Speaking of Indira's Bengali connection, Sonia said, "If I may say so, Santiniketan made her something of a Bengali at heart, a lover of the Bengali language, of good conversation, of the creativity, colour and liveliness of Bengal's composite culture."
It can be mentioned that Indira Gandhi was the Prime Minister of India when the war for Bangladesh's liberation broke out. It was largely due to India's intervention, ordered by Indira that Bangladesh managed to get itself freed from Pakistan. It was this action of her that formed an impression in the public mind about her courageous personality.
Referring to Indira's courage, Sonia said, "Courage and sensitivity do not always go hand in hand, yet Indira Gandhi embodied them both…. Much of this came from her time in Santiniketan, where her soul blossomed.
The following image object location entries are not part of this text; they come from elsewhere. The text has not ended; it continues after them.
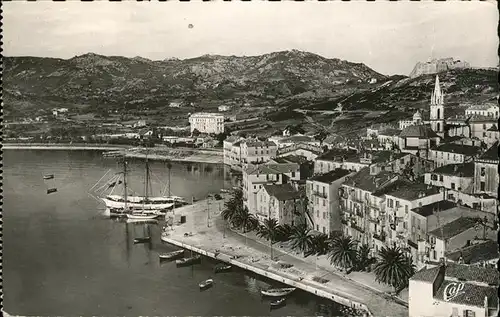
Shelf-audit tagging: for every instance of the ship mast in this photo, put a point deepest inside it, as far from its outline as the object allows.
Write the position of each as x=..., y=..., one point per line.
x=125, y=181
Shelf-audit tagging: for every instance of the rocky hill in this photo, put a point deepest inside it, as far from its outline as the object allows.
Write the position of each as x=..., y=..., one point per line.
x=111, y=80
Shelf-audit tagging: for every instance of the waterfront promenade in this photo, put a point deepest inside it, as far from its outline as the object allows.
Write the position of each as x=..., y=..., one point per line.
x=211, y=237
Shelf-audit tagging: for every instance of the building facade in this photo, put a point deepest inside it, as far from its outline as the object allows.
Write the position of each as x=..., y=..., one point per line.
x=207, y=122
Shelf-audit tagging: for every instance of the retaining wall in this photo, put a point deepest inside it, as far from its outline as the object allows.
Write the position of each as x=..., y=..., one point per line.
x=289, y=281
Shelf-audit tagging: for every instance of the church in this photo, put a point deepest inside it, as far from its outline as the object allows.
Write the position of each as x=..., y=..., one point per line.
x=418, y=136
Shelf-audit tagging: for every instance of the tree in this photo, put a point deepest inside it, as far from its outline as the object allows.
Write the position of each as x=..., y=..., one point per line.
x=343, y=252
x=301, y=239
x=364, y=260
x=233, y=206
x=195, y=133
x=269, y=230
x=394, y=267
x=243, y=219
x=320, y=244
x=320, y=136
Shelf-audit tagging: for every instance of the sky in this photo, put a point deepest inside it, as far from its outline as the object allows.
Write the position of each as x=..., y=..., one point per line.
x=389, y=37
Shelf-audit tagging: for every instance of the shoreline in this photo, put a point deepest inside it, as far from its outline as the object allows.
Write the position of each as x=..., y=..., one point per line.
x=175, y=155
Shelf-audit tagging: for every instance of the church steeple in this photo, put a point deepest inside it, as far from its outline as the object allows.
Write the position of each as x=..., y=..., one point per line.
x=437, y=109
x=437, y=95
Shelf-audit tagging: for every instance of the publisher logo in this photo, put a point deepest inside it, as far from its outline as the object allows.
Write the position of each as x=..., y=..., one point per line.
x=452, y=290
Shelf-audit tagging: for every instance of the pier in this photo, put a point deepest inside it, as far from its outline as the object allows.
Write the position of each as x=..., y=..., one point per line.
x=205, y=233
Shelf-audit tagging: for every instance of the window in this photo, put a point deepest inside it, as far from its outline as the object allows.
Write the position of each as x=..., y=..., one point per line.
x=469, y=313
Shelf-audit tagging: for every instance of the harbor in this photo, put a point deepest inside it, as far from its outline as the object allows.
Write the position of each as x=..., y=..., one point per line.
x=204, y=232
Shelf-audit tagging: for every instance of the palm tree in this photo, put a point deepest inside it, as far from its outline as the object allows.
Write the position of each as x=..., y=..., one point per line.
x=243, y=219
x=269, y=230
x=301, y=239
x=394, y=267
x=320, y=244
x=364, y=260
x=284, y=232
x=343, y=252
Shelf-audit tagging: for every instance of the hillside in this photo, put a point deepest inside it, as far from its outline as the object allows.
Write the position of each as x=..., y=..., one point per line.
x=100, y=81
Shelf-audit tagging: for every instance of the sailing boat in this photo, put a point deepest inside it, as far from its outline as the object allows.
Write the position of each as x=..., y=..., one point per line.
x=121, y=204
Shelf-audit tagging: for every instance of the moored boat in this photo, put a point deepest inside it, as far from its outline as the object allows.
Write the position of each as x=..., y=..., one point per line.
x=278, y=303
x=142, y=240
x=188, y=261
x=206, y=284
x=277, y=292
x=142, y=216
x=222, y=267
x=171, y=255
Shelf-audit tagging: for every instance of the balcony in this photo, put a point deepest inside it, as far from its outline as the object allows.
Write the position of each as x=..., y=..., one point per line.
x=320, y=194
x=380, y=238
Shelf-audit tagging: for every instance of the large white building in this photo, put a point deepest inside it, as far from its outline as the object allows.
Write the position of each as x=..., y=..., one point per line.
x=207, y=122
x=454, y=290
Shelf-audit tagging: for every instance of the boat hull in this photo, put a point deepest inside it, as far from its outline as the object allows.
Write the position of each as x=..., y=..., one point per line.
x=188, y=261
x=277, y=292
x=142, y=216
x=112, y=204
x=171, y=255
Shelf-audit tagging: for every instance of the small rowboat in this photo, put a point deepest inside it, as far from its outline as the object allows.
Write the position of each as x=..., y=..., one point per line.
x=142, y=216
x=277, y=292
x=171, y=255
x=278, y=303
x=142, y=240
x=188, y=261
x=220, y=268
x=206, y=284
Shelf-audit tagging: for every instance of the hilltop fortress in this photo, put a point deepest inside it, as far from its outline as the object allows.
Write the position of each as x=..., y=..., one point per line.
x=436, y=66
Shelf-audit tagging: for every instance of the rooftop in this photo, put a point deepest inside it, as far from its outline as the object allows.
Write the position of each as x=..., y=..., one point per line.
x=272, y=168
x=485, y=106
x=420, y=131
x=478, y=118
x=282, y=191
x=338, y=155
x=407, y=190
x=390, y=132
x=467, y=150
x=428, y=210
x=463, y=170
x=258, y=143
x=296, y=139
x=454, y=227
x=299, y=159
x=331, y=176
x=206, y=114
x=476, y=253
x=364, y=181
x=491, y=154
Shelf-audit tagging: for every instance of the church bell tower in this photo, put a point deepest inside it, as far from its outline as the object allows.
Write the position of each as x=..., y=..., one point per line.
x=437, y=110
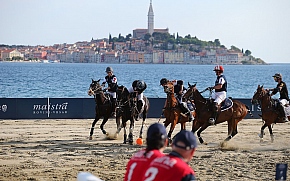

Sitting at the feet of Gurudev Rabindranath Tagore, she imbibed something of his worldview, the mingling of eastern and western values."
And added, "Indira was sensitive to the plight of the poor and the imperative of combating poverty; sensitive to nature, to the environment, to wildlife; sensitive to the arts, to music, to dance, to literature, and to the quest for new knowledge; sensitive to enriching the human spirit beyond material goods and avarice; sensitive to nurturing wholeness in the human person."
Explaining what the liberation of Bangladesh meant to Indira, Sonia said, "The emergence of Bangladesh, therefore meant something much deeper to her (Indira) than its geographical implications. She saw in it a renewal of the spirit of the Bengal she knew and loved. She would have rejoiced that you have kept that flame alive."
After her return to the country, Sonia sent the award to the Indira Gandhi Memorial Trust and wants it to be displayed in the museum's exhibition area.